IT had not rung a bell until I clicked your link and as soon as I saw the picture I remembered immediately - thanks for the reminisce.

I was thinking that the old 2d / move around 3-d kind of space chat from waaay back - worldsChat - you had an avatar and moved around a space station chatting.. I always wondered what held that back from being more popular / more used by more people..

Which brings me to the time of having all sorts of friends and family pinging on yahoo messenger for a while - then that was killed off.

Perhaps if worldsChat had this spatial talking kind of option it would of gotten more traction. I'm sure moderating and other factors also apply.


Can't wait to try this with some friends on the weekend, thanks!

I think it's beautiful how it's "just" a wrapper on top of Jitsi Meet as it demonstrates how Free Software can (also) be used to experiment with and adapt user interfaces to specific and/or special needs instead of locking you into ever-more-bloated proprietary apps <3


This is cool and actually something I have been considered missing during, e.g., academic conferences. The "hallway track" is often the most interesting one! Being able to wander around and overhear various conversations until you find one that interests you or you can add to is great.

A Zoom breakout room is nothing like that experience. This, or something like this, could very well be what is needed.


Funnily enough, "calla" means "shut up" in Spanish.

Can't wait to try this with my co-workers. One of the big barriers for remote casual conversation is the spatiality, since all video conference systems are focused on a single speaker.


Yeah, someone told me that a few weeks ago.

Calla is a type of lilly. I name all of my projects after plants. Originally, I named this project "Lozya", which is the Hungarian word for "vines", because Jitsi is the Hungarian word for "wires". But nobody could pronounce it correctly, so I renamed it.

Incidentally, I work for a foreign language instruction company. I brought it up with one of our teachers and she didn't think it was an issue. She said that, in context, it wouldn't be read as "shut up", that it's kind of like "lead" (to guide something) and "lead" (a metal) in English.


"Calla" is probably not an issue, but it's impossible for me to read it otherwise as a Spanish speaker. Not offensive or anything, just funny that a conference app tells me to shut up!

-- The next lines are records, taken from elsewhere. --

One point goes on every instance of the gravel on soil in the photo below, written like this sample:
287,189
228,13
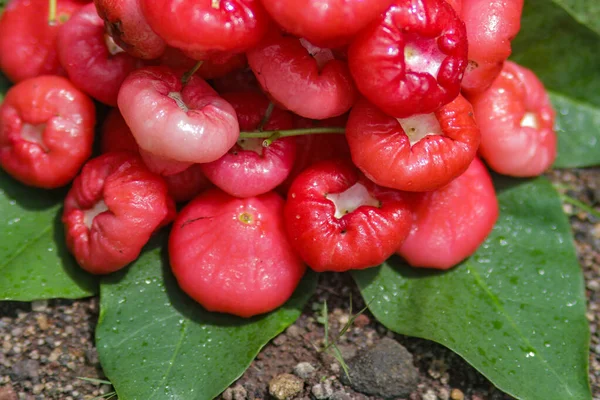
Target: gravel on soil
47,346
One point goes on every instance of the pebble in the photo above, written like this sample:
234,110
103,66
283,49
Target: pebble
285,386
304,370
322,390
384,370
457,394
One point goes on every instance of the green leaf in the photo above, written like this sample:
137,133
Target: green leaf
154,342
515,310
34,261
587,12
564,54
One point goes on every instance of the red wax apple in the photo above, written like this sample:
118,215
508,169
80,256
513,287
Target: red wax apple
301,77
491,25
28,40
111,211
126,24
185,123
207,25
338,220
412,59
249,168
46,131
232,256
516,120
325,22
419,153
94,63
451,223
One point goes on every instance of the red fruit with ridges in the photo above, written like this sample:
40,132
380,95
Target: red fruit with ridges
186,123
491,25
338,220
419,153
411,61
302,78
28,41
111,211
126,24
451,223
516,120
93,62
325,22
249,168
46,131
231,255
207,25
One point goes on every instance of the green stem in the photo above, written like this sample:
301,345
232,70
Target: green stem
52,12
188,75
581,205
292,132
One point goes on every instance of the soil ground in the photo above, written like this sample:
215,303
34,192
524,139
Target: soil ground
45,346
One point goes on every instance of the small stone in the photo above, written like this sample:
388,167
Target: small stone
285,386
339,395
295,331
322,390
304,370
429,395
239,393
7,393
384,370
39,305
457,394
42,321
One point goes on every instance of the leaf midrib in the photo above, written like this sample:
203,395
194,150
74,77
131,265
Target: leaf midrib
479,280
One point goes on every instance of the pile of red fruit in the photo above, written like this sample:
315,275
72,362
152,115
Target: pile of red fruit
328,133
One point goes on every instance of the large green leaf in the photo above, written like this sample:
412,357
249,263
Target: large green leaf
586,12
515,310
154,342
34,261
564,54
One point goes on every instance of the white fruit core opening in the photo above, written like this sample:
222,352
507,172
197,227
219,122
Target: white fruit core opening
423,55
252,144
350,199
113,48
321,55
91,213
179,100
530,120
34,134
419,126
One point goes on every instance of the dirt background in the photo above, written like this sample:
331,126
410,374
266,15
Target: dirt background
45,346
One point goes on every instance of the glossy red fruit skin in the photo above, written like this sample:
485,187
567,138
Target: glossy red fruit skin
182,186
136,205
293,79
243,172
452,222
382,150
377,57
59,122
325,22
359,239
232,256
126,24
509,145
198,26
202,132
491,26
28,42
84,54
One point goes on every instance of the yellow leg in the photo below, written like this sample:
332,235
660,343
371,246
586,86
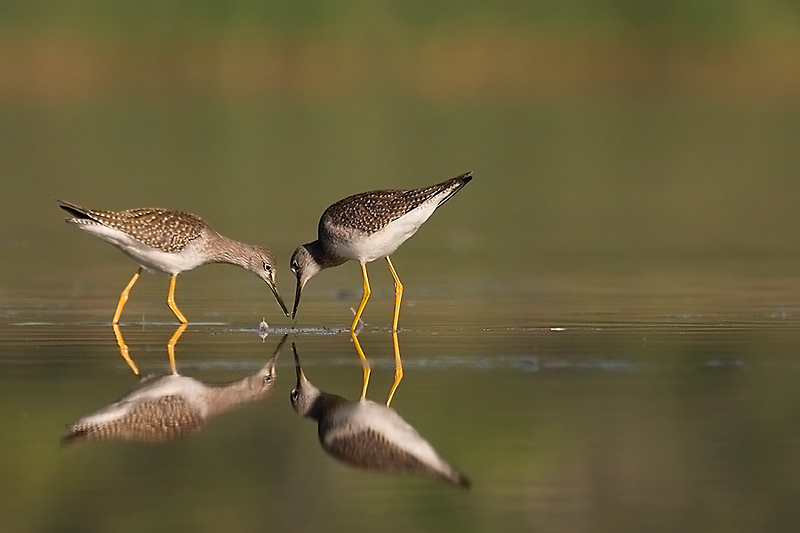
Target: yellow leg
171,346
364,363
171,301
124,296
398,368
123,349
364,299
398,294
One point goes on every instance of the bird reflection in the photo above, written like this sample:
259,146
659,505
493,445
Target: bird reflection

speak now or calla forever


Love seeing all the activity in this space. For https://js.la we've been using https://rambly.app and it's been amazing for transitioning our meetup to online.


Would love to use this for post-conference hangouts. How many users have you had logged in at one time before issues kick in?

Edit: And is it possible to self host?


~50 users, beyond that and you'd want to use separate instances.

No self-hosting planned, but private rooms with moderation controls are on the roadmap.


Very exciting, thanks!


We've a few spatial chat apps pop up in the past few months. It's part of the reason we set out to build https://align.link/, an extensible video chat platform.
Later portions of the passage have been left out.